The company reported a 13% increase in diluted earnings per share, but also a 4% decrease to $5.7 billion in global net revenue, though global net revenue increased by 2% when excluding the adverse effects of foreign exchange rates.

Wyeth also reported mixed results for its top-selling products. Sales of the antidepressant Effexor (venlafaxine hydrochloride) decreased by 25% for the quarter, though the children’s pneumococcal vaccine Prevnar (pneumococcal 7-valent conjugate vaccine [diphtheria CRM197 protein]) had a 13% sales increase, while the autoimmune disease drug Enbrel (etanercept) had a 7% increase in U.S. and Canadian sales.

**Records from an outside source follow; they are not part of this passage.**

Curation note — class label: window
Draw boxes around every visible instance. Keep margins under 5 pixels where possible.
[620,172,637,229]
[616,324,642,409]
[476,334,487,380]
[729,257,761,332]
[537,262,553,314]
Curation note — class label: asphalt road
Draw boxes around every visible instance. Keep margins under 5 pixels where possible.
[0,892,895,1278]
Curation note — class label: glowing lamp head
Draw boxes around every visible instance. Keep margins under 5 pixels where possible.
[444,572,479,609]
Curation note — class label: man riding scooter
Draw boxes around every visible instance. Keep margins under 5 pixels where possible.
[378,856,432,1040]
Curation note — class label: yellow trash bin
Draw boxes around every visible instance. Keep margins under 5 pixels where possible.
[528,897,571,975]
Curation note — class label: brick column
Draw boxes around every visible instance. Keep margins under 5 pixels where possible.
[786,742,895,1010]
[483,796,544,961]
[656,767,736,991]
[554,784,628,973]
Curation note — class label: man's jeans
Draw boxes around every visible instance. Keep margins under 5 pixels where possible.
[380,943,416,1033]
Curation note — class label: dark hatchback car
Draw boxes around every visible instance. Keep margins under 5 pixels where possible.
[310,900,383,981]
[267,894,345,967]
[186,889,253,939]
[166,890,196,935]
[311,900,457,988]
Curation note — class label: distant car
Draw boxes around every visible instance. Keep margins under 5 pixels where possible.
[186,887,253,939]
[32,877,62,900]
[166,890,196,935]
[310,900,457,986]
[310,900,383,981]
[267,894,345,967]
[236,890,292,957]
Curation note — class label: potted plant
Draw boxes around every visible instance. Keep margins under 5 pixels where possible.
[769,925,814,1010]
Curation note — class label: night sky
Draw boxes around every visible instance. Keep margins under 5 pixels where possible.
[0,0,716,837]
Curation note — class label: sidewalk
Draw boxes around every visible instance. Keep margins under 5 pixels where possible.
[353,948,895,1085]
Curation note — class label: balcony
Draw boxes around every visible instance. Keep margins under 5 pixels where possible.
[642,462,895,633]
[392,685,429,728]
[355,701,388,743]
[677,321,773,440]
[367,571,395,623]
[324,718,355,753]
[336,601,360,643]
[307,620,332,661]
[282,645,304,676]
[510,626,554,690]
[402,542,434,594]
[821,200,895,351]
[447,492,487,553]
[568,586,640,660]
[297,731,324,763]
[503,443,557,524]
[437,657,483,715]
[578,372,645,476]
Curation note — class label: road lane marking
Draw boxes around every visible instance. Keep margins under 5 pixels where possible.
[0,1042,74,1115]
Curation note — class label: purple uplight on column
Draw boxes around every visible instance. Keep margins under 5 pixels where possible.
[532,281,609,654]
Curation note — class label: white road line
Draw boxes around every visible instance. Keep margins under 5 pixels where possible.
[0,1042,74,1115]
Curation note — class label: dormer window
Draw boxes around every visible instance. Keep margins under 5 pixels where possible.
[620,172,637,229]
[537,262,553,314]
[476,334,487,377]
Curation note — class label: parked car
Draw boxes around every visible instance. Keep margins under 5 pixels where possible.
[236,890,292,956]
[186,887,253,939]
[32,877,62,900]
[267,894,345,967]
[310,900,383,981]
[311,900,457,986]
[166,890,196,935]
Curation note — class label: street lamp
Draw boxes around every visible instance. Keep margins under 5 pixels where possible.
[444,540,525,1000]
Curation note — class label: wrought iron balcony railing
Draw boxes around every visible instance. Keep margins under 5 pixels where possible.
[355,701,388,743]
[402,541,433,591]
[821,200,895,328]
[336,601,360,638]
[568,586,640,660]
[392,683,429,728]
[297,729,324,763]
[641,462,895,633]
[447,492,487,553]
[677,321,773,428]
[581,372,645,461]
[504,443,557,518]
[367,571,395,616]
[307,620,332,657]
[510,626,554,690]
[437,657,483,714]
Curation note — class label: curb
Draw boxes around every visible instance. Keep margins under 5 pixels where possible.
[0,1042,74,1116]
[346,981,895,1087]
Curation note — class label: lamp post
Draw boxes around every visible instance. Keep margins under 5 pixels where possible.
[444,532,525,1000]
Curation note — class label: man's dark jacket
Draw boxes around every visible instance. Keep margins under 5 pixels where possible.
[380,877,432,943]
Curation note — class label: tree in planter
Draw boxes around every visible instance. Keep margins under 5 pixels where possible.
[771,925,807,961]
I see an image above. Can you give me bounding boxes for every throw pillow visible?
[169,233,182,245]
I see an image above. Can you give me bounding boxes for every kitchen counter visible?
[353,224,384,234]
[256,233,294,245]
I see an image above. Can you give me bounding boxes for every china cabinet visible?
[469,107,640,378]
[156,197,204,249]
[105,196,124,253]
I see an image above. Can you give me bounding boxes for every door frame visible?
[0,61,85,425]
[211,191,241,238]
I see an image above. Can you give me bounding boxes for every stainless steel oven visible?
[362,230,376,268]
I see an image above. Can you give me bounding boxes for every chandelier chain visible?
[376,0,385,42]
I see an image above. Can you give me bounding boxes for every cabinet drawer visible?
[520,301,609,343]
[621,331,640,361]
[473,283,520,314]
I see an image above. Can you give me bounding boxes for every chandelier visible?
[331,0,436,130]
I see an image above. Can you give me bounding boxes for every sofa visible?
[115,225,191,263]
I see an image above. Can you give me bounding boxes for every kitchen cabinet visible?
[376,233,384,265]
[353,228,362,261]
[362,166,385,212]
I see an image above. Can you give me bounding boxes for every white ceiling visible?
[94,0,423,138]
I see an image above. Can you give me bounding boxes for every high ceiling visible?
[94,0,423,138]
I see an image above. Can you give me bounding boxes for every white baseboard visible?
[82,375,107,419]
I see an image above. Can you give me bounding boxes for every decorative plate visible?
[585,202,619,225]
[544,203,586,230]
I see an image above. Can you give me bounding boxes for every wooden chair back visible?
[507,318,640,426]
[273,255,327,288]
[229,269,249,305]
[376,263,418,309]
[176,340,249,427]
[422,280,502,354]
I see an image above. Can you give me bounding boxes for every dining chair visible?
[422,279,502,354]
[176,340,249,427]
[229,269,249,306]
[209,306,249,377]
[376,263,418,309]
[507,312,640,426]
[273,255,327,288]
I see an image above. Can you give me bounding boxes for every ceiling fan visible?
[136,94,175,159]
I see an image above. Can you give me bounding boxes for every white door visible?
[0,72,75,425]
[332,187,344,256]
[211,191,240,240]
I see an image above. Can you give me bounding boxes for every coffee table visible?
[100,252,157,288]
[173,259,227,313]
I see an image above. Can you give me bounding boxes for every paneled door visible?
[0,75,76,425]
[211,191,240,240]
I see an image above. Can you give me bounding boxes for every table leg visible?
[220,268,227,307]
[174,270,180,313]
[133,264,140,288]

“Wyeth’s results reflect the ongoing strength of our biotechnology and vaccine franchises Enbrel and Prevnar and our nutritionals products, all of which performed strongly around the world,” Wyeth CEO Bernard Poussot said in a statement. “Execution of our medical innovation strategy led to positive revenue growth in constant dollar terms.”

The company’s acquisition by Pfizer, announced earlier this year, received overwhelming support from Wyeth shareholders, the company said, with 98% of votes cast in favor. The acquisition is expected to close at the end of third quarter or during fourth quarter 2009.